The focus of my research is applying first-principles methods for sustainable energy research and catalysis. Specifically, in my graduate research at Princeton University, we applied first-principles methods to advance the performance of oxide-based solar cell. We studied different aspects of hematite (Fe2O3) as a photocatalyst: (i) light adsorption; (ii) electron/hole transport; (iii) band edge alignment relative to reaction potentials; (iv) surface reaction mechanism for water oxidation. Based on the computational results, we proposed design strategies for improving the efficiency of oxide-based photocatalysts.
In my current postdoctoral research, I expand my expertise to study catalysis with metals/metal oxides and metal-organic frameworks (MOFs): (i) CO2 reduction on modified TiO2 surface; (ii) hydrolysis of chemical warfare agents on MOFs; (iii) hydrogenation of ethylene and C-H activation of ethane on metal/metal oxide clusters.

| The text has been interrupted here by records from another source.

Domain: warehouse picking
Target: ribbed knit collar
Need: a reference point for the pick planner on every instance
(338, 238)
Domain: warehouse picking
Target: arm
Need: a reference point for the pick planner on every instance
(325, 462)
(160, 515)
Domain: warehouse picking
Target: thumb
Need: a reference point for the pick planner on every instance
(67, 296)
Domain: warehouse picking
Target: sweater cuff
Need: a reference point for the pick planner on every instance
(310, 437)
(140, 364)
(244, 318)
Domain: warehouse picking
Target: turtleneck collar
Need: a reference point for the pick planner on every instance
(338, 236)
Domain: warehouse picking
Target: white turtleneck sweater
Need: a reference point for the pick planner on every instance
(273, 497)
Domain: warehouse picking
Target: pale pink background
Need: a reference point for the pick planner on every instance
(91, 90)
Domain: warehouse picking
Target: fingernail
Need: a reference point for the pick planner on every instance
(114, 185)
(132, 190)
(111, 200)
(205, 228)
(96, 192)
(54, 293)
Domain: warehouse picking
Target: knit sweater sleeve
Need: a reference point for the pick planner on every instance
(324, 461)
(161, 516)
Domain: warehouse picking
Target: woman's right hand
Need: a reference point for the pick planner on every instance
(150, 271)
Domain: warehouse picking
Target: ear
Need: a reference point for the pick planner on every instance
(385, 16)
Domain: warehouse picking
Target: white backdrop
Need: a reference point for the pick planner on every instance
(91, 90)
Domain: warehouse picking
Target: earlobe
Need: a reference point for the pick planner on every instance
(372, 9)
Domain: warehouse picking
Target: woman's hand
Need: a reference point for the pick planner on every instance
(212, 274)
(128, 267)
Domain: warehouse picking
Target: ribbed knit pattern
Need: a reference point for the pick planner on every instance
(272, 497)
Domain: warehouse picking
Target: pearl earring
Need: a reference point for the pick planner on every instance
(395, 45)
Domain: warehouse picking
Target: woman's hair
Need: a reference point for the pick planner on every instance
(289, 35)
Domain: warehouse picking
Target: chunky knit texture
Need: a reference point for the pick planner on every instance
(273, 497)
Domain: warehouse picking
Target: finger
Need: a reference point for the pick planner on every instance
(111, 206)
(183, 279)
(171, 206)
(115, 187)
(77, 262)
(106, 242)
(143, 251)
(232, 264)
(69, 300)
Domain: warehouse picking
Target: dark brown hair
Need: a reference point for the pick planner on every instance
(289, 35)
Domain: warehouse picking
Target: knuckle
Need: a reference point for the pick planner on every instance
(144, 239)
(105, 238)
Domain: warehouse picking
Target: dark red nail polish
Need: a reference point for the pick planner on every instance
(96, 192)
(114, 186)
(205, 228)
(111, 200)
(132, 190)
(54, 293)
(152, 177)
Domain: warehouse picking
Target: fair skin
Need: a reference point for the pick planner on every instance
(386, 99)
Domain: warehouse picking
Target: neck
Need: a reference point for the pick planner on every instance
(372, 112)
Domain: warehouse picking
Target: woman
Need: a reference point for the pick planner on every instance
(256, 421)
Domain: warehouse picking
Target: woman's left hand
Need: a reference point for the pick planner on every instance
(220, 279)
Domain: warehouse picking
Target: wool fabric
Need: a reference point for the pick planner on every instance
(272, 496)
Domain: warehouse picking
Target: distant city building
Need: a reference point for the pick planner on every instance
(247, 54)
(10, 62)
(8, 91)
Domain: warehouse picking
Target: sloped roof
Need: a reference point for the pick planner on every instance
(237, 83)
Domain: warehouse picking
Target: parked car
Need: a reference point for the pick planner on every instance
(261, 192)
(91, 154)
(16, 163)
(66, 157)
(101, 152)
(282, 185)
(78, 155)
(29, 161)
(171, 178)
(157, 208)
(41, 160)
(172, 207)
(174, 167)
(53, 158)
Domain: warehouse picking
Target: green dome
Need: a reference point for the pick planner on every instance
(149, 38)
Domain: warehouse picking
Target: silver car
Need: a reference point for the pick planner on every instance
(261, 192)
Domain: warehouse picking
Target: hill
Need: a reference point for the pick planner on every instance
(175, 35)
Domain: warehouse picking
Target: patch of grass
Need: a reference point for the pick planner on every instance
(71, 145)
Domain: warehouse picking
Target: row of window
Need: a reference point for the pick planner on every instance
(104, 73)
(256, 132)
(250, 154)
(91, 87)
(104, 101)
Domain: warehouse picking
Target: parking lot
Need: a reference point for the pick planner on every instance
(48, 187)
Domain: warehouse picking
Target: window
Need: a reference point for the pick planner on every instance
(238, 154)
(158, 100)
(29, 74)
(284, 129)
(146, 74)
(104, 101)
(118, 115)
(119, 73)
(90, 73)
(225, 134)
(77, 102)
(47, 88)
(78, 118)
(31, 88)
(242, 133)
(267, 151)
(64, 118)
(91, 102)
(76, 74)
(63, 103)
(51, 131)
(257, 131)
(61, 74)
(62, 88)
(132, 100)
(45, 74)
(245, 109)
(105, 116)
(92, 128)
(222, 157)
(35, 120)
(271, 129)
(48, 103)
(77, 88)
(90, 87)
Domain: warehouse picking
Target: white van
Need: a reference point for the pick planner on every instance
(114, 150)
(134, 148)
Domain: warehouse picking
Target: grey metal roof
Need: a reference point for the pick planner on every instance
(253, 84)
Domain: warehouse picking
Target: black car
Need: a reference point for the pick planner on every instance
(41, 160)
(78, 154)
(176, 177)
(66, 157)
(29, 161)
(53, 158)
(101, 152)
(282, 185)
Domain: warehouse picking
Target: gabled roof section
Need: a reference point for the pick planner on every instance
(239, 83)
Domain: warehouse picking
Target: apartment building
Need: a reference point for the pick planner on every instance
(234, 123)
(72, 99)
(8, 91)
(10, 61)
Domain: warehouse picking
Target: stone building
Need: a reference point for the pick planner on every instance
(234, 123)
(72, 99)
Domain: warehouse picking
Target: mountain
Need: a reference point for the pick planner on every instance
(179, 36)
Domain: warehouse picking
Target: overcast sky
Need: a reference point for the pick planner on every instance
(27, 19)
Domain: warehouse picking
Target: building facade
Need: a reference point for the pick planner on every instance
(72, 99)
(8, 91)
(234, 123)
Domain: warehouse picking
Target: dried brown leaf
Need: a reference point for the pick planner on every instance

Throughout my research, I have contributed to method development: (i) evaluation of U-J values for the DFT+U method; (ii) embedding model that treats subsystems at different levels of theory; (iii) fast implicit solvation model for large systems.
In the future, I will continue to focus on applying first-principles methods for research in sustainable energy and catalysis. The topics of interest will include photocatalysts and MOF materials, and extend to fuel cells and batteries, to make sustainable energy more affordable and more efficient.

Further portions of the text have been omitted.